Il était parti dans les bois, devenant enfin le dirigeant qu’on espérait qu’il soit. Il était devenu le « roi » des druides. Il les avait guidés et protégés. Il les avait aidés à grandir durant quelques décennies puis s’était à nouveau fait passé pour mort.
Il avait quitté sa terre natale, découvrant le reste du monde. Il avait traversé les siècles, visitant d’abord ce qui s’appelait aujourd’hui l’Europe, puis l’Asie et il avait même poussé jusqu’à certaines îles de Polynésie avant de revenir sur ses pas. Il avait bifurqué vers l’Afrique avant d’aller en Amérique durant le second voyage de Christophe Colomb. (Un type un peu imbu de lui-même, mais cela pouvait se comprendre. Il avait un foutu pays nommé en son honneur !)
Il avait visité et exploré, s’imprégnant de nouvelles cultures et quelques fois de nouvelles magies. Il avait fait cela vraiment rarement et toujours sous une fausse identité, préférant vivre comme un non-magique.
Il avait eu quelques relations au fils des siècles. Jamais magique.
Elles se ressemblaient toujours un peu. Brune, avec des yeux sombres. (Comme la gardienne d’Avalon). Ou blondes, avec des yeux clairs (Comme son roi).
(Aujourd’hui, après le passage des années il pouvait s’avouer qu’il avait certainement eu plus que de l’amitié pour Arthur. Il ne s’était même pas imaginé que de genre de romance soit possible à l’époque. Et puis de toute façon, Arthur avait BESOIN d’une reine.)
Il avait rencontré sa dernière compagne, complètement par hasard, lors d’un passage à Bruxelles. Elle était anglaise et étudiait les Runes… magiques. Sans le vouloir il avait replongé à pied joint dans ce monde qu’il avait fui depuis… longtemps.
Il l’avait suivie en Amazonie, apprenant toute l’histoire moderne des sorciers (Il était logique qu’il ait raté Grindelwald. À l’époque, il était sur le front Pacifique, mais Voldemort ?! Dieux, qu’il était déconnecté du monde magique…) et surtout découvrant avec une certaine hystérie comment son nom était utilisé.
Il ne comptait plus le nombre de fois où il s’était mordu les joues en entendant sa compagne dire un « Par la barbe de Merlin. »
Andrew étouffa un ricanement en regardant dans le miroir. Peut-être qu’un jour il lui dirait la vérité : il n’avait jamais été très barbu… Mais en attendant, il était temps d’aller travailler. Il était médecin ! Gaius serait si fier.
Le faux moldu alluma le contact. La moto ronronna entre ses jambes. C’était un de ses petits plaisirs du monde moderne. Ça, les caleçons et les brosses à dent. Meilleure invention au monde la brosse à dents !

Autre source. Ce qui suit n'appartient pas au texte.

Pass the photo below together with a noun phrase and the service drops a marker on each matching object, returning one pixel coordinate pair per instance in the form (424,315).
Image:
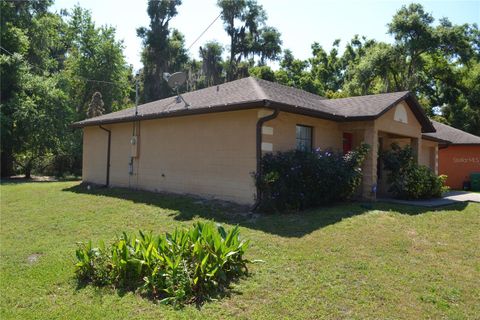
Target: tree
(244,22)
(95,62)
(95,108)
(212,62)
(262,72)
(164,49)
(295,73)
(50,66)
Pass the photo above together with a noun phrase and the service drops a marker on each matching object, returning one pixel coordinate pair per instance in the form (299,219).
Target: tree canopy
(59,67)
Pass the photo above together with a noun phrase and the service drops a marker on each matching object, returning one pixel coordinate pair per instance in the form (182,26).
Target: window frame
(310,147)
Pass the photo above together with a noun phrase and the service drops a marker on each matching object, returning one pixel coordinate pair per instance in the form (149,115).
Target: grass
(347,261)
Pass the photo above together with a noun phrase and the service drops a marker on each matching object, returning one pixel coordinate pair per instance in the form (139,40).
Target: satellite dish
(175,80)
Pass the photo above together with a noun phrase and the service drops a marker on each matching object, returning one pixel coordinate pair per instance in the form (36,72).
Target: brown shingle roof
(253,93)
(452,135)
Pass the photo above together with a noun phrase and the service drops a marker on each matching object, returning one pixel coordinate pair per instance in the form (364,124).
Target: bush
(297,180)
(407,179)
(183,267)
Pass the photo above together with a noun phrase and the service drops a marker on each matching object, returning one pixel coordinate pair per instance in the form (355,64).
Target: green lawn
(344,261)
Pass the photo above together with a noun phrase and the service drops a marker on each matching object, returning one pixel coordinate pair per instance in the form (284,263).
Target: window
(304,138)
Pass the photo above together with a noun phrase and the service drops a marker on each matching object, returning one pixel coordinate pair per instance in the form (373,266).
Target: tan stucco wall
(214,154)
(94,154)
(210,155)
(326,134)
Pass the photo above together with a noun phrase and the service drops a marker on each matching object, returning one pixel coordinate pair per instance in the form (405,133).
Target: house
(458,155)
(211,143)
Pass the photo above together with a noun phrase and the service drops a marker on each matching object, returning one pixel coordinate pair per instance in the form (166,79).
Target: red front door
(347,142)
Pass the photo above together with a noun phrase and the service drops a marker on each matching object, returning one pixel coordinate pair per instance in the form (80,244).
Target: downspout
(108,154)
(258,172)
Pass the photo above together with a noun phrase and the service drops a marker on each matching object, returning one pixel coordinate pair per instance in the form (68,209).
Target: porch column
(416,145)
(369,181)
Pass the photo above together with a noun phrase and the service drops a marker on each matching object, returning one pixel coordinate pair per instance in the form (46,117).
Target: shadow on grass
(36,179)
(286,225)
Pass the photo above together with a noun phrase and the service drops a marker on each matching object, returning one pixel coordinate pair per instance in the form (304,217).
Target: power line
(204,31)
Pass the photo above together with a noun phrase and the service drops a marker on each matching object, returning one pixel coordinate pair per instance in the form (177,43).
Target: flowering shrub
(297,180)
(407,179)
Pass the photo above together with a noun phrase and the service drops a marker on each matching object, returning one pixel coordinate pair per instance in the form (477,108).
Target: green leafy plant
(186,266)
(409,180)
(297,180)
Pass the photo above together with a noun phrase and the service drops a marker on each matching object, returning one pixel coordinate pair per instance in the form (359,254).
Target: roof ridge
(405,92)
(258,88)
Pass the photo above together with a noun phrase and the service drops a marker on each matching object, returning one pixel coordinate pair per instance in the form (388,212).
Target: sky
(301,22)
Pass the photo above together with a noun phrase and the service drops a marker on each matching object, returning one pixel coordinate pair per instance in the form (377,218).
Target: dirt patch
(33,258)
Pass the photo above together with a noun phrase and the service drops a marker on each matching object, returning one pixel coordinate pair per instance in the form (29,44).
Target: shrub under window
(297,180)
(409,180)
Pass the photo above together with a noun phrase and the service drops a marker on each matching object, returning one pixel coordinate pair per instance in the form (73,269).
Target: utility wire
(204,31)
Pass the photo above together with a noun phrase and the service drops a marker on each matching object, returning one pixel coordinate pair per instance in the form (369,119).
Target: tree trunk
(28,170)
(6,163)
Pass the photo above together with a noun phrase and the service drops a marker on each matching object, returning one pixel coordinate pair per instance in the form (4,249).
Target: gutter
(258,172)
(108,154)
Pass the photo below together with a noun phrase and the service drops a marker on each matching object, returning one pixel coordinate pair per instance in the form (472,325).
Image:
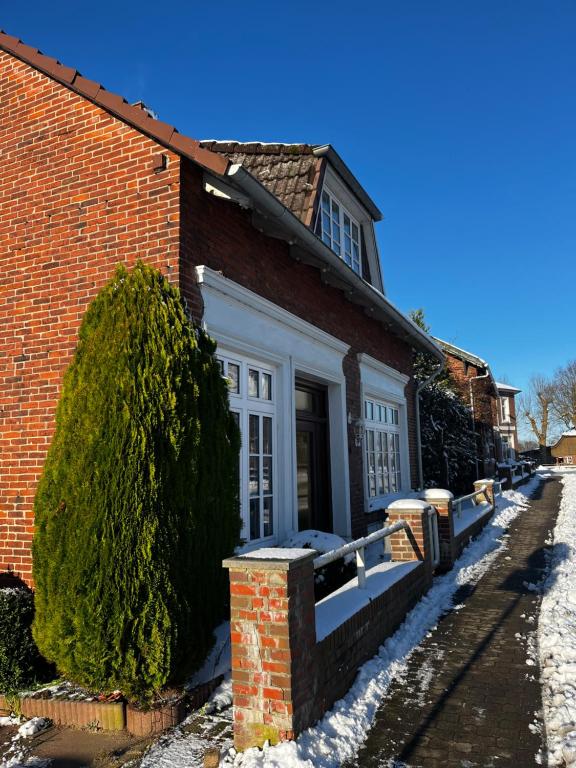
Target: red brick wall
(78,195)
(264,265)
(485,402)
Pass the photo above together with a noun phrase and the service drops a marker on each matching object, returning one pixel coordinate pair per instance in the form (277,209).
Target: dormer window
(340,231)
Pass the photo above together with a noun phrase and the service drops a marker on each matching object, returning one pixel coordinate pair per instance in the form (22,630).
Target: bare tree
(535,407)
(564,402)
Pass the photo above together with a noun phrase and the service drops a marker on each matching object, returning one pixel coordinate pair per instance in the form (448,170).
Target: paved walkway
(470,699)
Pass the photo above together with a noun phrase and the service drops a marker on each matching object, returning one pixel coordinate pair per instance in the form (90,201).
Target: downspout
(473,378)
(419,388)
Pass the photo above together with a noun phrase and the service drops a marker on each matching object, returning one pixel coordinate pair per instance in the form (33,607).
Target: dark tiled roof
(291,172)
(139,118)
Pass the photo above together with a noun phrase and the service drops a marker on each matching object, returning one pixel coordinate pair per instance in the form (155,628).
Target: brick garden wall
(79,195)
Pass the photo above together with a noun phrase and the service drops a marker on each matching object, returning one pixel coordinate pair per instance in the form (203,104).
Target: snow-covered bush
(20,662)
(448,439)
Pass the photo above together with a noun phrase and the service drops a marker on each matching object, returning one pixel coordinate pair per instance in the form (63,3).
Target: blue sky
(458,117)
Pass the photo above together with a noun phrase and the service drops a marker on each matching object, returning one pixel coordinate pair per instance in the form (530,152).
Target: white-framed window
(339,230)
(251,388)
(382,440)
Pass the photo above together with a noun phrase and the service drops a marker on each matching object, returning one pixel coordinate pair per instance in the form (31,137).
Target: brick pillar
(442,501)
(489,490)
(273,639)
(414,544)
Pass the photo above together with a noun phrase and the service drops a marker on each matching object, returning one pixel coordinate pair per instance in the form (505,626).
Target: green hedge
(20,663)
(137,505)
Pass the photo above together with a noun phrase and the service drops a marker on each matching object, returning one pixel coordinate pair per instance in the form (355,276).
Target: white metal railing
(358,546)
(434,536)
(457,503)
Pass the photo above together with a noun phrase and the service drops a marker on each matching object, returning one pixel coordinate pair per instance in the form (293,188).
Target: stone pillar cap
(416,505)
(437,494)
(270,559)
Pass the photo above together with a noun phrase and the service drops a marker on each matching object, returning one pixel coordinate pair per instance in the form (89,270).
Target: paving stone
(483,697)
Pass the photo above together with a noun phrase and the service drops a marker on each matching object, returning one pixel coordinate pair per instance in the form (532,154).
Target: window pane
(372,485)
(234,378)
(254,484)
(267,435)
(254,518)
(267,386)
(267,474)
(268,517)
(370,435)
(254,434)
(253,383)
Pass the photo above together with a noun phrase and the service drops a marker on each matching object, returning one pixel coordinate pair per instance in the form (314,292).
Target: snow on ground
(342,730)
(338,736)
(557,634)
(15,754)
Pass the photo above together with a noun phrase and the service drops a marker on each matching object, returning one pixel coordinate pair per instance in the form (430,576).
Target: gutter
(299,234)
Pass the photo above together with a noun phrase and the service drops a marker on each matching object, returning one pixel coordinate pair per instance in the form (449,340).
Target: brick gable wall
(78,196)
(220,235)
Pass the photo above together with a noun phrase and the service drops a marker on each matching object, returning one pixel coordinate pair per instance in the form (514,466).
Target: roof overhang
(138,118)
(468,357)
(276,220)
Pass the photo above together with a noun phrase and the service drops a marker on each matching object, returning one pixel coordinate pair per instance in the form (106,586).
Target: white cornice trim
(382,368)
(216,280)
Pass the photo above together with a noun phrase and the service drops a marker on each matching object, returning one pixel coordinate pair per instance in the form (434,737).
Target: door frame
(318,424)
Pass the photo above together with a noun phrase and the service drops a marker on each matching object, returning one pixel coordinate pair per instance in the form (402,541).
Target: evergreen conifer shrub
(138,501)
(20,663)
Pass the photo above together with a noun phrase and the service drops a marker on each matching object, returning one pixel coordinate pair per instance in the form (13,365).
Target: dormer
(314,183)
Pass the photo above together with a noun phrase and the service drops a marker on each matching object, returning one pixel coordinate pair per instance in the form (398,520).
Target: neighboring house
(478,390)
(506,426)
(564,451)
(273,248)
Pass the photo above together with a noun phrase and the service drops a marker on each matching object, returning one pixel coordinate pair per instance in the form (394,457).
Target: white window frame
(246,405)
(246,325)
(382,439)
(386,385)
(327,234)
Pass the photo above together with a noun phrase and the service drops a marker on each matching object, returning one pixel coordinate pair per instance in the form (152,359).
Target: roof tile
(159,130)
(289,171)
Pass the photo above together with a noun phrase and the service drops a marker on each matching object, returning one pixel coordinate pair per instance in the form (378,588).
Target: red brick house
(507,425)
(273,247)
(478,390)
(564,450)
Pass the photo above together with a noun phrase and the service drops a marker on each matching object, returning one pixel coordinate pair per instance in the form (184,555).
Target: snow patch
(557,635)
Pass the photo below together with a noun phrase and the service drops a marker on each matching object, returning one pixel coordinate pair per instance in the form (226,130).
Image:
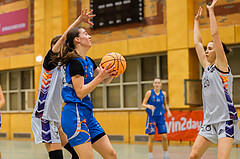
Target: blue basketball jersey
(157,101)
(68,93)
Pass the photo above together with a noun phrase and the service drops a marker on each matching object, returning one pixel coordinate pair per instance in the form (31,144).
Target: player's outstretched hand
(85,16)
(199,14)
(212,5)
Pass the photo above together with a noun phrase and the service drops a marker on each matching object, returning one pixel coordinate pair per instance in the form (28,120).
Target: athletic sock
(71,150)
(57,154)
(150,156)
(165,153)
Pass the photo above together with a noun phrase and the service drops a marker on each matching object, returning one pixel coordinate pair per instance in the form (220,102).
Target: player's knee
(112,154)
(193,155)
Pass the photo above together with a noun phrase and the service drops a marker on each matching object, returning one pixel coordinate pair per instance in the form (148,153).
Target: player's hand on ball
(107,72)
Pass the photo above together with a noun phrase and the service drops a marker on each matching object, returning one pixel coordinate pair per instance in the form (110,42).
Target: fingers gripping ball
(116,60)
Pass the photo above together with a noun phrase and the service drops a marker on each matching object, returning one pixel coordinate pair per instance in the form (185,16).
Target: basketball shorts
(45,131)
(153,122)
(79,124)
(214,132)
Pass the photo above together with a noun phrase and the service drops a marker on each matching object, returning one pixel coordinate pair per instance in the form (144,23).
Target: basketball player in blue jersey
(155,103)
(82,129)
(2,102)
(45,120)
(220,124)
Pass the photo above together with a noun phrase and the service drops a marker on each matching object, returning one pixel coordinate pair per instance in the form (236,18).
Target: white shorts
(214,132)
(45,131)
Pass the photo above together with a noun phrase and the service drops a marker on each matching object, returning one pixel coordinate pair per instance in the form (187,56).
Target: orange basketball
(116,60)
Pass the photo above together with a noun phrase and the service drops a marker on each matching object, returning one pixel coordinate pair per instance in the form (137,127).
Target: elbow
(80,95)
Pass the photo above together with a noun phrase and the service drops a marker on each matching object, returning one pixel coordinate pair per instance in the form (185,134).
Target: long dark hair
(68,51)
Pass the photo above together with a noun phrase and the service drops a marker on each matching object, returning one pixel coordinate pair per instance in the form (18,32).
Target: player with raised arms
(220,124)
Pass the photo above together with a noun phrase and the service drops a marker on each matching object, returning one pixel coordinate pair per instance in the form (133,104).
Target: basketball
(116,60)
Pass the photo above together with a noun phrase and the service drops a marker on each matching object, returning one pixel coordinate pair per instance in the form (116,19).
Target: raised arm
(84,17)
(2,99)
(198,41)
(83,90)
(221,59)
(144,103)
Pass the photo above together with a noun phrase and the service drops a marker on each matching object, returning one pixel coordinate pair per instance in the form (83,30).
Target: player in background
(155,102)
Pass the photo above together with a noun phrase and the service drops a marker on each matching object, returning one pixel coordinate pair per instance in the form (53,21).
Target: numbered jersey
(157,101)
(217,96)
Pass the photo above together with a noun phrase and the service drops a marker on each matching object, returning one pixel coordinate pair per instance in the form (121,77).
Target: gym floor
(28,150)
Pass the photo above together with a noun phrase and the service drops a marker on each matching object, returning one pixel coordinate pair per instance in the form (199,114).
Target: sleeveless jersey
(157,101)
(68,93)
(49,102)
(217,96)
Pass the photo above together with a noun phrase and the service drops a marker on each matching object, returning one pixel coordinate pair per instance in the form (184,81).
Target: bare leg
(200,145)
(224,147)
(150,143)
(104,148)
(84,151)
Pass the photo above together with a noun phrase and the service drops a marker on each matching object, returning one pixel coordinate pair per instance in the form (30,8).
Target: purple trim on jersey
(0,120)
(46,133)
(45,85)
(229,128)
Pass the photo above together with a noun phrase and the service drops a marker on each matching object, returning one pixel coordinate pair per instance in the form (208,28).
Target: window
(18,89)
(128,90)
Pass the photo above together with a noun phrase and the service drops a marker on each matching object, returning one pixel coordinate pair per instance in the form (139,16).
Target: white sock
(150,156)
(165,154)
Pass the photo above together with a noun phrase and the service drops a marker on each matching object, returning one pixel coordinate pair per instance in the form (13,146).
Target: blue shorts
(79,124)
(153,122)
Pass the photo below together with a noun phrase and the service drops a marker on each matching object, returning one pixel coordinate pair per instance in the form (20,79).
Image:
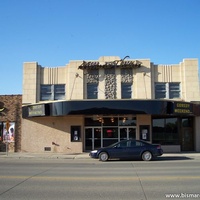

Il filait à toute allure dans la campagne anglaise, le cri du moteur résonnant dans ses oreilles lorsqu’un tiraillement violent manqua de lui faire faire une sortie de roue. Faisant criser les freins et déraper les roues sur l’asphalte, il s’arrêta en catastrophe. Il arracha son casque. Les yeux écarquillés et le souffle court il tentait de comprendre ce qu’il venait de sentir.
Camelott !
C’était la pierre-cœur de Camelott !
L’artefact protecteur qu’il avait nourri de sa magie dans l’espoir de protéger le château et son roi. En l’absence d’un sorcier pour l’alimenter régulièrement la pierre-coeur était tombée en sommeil. La dernière fois qu’il l’avait vu, c’était quelques jours avant sa première « mort », plus d’un millénaire auparavant !
Comment ?!
Comment par tous les dieux est-ce que la pierre-coeur de Camelottt était-elle réveillée ?!